SourceForge Headquarters 225 Broadway Suite 1600 San Diego, CA 92101 +1 (858) 454-5900

Hello
I am the author of the ntfs.c.patch.

>> Mr.Takahashi wrote the patch which converted file
>> names into Unicode(UTF-8).
>> http://damedame.monyo.com/ntfs.c.patch
>>
>> However, it is not a complete patch.
>> If I use a long file name, Buffer over flow occurs.
>
>This is because the bounds on the 'asc' array are not being checked.  

Yes, I know this patch is incomplete and a quick hack is to extend
the length of "char *asc" 3 times. Also it's easy to add an option
which controls whether UTF-8 feature is enabled or not.
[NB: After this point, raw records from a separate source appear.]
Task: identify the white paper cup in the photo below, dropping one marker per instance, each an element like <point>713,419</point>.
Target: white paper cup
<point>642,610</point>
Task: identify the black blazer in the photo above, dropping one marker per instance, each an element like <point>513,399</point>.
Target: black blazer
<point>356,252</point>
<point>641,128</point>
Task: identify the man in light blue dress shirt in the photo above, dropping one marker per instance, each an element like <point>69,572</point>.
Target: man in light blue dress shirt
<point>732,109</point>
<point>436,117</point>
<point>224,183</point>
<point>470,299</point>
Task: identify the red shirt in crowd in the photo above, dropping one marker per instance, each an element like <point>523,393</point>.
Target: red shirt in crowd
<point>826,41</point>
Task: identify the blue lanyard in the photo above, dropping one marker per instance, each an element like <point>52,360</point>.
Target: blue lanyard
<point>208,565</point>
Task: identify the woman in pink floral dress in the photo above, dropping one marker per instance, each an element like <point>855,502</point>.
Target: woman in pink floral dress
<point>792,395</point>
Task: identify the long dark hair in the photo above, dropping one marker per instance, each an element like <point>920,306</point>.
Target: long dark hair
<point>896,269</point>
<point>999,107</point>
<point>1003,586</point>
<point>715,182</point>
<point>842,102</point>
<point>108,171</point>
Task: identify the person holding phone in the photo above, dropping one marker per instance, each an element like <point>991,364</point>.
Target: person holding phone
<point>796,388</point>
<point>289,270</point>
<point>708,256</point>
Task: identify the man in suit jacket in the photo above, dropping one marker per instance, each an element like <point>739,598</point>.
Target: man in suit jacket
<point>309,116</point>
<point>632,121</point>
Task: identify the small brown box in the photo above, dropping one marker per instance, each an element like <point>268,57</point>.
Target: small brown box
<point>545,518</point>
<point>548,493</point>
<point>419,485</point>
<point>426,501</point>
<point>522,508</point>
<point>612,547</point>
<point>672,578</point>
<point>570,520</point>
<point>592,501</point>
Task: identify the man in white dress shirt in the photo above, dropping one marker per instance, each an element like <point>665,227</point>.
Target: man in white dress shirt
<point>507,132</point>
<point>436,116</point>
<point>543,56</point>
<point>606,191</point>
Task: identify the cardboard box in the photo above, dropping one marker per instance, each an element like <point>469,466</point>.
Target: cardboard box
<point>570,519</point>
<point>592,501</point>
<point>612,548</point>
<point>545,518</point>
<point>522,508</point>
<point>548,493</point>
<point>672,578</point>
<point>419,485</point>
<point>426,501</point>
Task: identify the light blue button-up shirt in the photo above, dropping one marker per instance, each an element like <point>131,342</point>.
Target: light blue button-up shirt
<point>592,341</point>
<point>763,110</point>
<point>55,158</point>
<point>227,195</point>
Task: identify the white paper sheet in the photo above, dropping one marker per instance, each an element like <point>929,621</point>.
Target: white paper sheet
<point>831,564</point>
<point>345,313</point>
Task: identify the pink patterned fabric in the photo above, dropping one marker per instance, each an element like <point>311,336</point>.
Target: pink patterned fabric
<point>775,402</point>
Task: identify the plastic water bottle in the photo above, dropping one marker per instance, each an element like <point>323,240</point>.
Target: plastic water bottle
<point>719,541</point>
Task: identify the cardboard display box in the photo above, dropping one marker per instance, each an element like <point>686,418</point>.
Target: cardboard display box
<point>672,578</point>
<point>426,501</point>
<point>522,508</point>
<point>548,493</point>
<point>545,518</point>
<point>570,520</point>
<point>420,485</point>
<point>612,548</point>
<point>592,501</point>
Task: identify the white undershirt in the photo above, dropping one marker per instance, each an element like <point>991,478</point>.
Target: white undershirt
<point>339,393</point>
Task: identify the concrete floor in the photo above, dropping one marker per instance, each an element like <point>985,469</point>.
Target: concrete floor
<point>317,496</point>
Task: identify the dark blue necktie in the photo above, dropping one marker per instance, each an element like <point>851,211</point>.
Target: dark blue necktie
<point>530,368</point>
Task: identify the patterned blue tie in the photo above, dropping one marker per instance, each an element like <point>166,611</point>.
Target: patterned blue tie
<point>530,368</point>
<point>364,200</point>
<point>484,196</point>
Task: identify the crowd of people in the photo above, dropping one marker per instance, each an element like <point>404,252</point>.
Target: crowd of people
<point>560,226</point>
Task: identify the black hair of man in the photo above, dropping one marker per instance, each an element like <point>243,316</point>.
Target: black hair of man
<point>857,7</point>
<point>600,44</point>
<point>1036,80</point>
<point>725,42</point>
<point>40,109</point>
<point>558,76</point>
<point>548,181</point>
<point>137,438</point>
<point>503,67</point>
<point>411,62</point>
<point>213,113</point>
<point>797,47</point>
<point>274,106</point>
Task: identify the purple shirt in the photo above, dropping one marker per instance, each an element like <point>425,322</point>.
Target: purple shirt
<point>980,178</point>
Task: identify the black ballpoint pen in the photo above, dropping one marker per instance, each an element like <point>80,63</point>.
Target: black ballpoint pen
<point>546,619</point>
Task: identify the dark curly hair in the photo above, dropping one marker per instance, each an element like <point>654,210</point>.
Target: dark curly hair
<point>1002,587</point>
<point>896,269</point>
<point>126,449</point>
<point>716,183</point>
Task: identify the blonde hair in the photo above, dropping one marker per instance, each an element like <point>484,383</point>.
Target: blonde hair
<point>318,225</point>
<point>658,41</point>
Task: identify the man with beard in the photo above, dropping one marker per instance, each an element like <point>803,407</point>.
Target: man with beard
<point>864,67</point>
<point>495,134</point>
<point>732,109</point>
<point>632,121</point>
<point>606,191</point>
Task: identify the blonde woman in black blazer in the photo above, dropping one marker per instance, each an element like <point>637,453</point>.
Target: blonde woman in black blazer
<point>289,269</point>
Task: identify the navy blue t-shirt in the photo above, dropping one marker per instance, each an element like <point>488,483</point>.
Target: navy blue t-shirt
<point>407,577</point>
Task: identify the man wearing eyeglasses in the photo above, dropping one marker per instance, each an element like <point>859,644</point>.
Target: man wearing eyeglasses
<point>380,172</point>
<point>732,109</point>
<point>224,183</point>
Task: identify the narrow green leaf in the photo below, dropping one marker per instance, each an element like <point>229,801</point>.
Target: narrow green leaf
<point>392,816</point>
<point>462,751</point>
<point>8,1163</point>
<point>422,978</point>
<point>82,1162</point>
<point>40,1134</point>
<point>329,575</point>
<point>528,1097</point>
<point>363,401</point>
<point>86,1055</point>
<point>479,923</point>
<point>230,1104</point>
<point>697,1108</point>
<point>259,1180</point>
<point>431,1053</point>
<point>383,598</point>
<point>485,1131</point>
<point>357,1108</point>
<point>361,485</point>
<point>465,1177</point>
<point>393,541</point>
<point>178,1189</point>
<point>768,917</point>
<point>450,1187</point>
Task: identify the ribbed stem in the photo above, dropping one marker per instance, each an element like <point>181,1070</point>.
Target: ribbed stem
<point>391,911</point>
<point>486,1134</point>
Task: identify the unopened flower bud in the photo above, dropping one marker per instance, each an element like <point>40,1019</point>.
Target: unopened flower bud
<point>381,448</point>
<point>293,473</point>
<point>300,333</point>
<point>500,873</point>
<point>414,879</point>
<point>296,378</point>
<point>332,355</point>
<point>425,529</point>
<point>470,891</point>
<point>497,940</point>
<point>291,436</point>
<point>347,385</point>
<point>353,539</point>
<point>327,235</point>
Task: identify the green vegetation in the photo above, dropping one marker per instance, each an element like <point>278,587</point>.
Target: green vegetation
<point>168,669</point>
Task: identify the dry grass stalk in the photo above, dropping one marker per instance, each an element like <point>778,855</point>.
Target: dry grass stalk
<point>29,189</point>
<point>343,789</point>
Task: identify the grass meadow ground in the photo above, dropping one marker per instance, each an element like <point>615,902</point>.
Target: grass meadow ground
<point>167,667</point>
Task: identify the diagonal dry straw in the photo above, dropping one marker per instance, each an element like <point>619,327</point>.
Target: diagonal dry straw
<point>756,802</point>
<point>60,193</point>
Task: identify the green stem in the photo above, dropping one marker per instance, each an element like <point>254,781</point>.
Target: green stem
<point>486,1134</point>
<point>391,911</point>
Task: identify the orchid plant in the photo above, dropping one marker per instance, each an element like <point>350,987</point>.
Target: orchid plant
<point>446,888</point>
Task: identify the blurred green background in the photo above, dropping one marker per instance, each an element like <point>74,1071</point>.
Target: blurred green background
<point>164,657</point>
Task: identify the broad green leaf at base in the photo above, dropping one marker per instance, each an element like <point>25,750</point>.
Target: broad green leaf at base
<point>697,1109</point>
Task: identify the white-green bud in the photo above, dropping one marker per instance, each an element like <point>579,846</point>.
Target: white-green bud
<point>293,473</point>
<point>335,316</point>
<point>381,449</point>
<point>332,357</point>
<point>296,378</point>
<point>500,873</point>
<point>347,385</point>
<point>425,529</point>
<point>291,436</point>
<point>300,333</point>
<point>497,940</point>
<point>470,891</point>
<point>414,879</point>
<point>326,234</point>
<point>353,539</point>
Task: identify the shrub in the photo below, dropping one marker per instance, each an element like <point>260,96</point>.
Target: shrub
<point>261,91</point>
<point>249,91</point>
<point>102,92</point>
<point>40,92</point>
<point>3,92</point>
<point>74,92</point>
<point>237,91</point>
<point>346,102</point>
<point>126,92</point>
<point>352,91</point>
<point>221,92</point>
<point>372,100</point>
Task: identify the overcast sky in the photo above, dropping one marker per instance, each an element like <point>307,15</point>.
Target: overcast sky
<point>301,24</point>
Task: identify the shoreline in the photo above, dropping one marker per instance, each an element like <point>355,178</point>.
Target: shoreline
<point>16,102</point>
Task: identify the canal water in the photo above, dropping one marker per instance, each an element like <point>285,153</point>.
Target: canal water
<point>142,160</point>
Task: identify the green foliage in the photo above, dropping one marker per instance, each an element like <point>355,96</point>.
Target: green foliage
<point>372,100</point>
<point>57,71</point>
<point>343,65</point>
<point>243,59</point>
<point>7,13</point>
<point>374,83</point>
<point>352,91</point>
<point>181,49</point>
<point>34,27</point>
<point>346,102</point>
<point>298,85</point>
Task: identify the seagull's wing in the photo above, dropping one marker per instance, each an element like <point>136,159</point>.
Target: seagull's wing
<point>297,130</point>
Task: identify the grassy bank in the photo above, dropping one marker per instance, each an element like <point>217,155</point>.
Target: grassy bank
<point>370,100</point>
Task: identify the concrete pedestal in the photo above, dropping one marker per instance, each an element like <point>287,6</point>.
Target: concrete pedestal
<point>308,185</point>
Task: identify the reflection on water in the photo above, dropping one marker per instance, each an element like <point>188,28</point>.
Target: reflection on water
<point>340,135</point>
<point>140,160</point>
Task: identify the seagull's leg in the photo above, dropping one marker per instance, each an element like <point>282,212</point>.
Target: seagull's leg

I've done on
my private version TASK.

Why I did not create the complete patch is that I do not want to
distribute and maintainance another (Japanese local) version TASK
 and hope that TASK natively support UTF-8. 
Also that what character to use for UTF-8 option and how to keep this
option in TASK is a matter of coding policy.

In Japan, we usually use Japanese filenames for business use and
Windows Japanese version also creates Japanese file names as its
default. So we strongly need to support Japanese filenames.

>>What happens when you run this on the command line?  Does the shell
>>display the Japanese symbols?   For example:
>>
>>	fls -f ntfs img.dd
>
>http://www.port139.co.jp/task/jp.dd (Size:8M NTFS image)
>
>A shell cannot display Japanese character (Unicode).
>Therefore we have to use Autopsy and Web browser.
>A general browser supports Unicode(UTF-8). IE, Netscape,Opera...

Indeed, as Hideaki said, we do not widely use UTF-8 as the encoding
method for Japanese. Most 'Japanese shell' can treat the UTF-8 only as
'8 bit data string' but can display only traditional Japanese encoding
method such as EUC-JP and Shift_JIS.
But using UTF-8 has several merits:

- UTF-8 can support all characters (scripts) which NTFS supports.

- Using UTF-8, the ASCII characters are not converted.

- The code conversion is reversible between UTF-8 and UTF-16(UCS-2).

  In historical reason, the code conversion between Japanese
  traditional encoding method (also character set) and Unicode is not
  reversible and has severe complex problems. (for example there is no
  standard conversion table! / Unicode has much characters than
  Japanese traditional character set.)

  Correctly supporting such traditional Japanese character sets /
  encoding method requires lots of Japanese knowledge and codes.

  Using UTF-8, the code conversion can work automatically and there
  needs small codes for supporting UTF-8.
  And we have lots of code conversion tools for Japanese. Once task
  wrote the file names using UTF-8, we can easily convert them with
  such tools as we like.

The important issue is that currently uni2ascii() function wastes the
code information during code conversion, because this checks the even
byte only and if the even byte is not printable, converts that byte to
'?'.

To use my UTF-8 patch, we can keep code informations completely and
converts my favorite code later with other tools.

-----
TAKAHASHI, Motonobu (monyo)                    mo...@ho...
                                               http://www.monyo.com/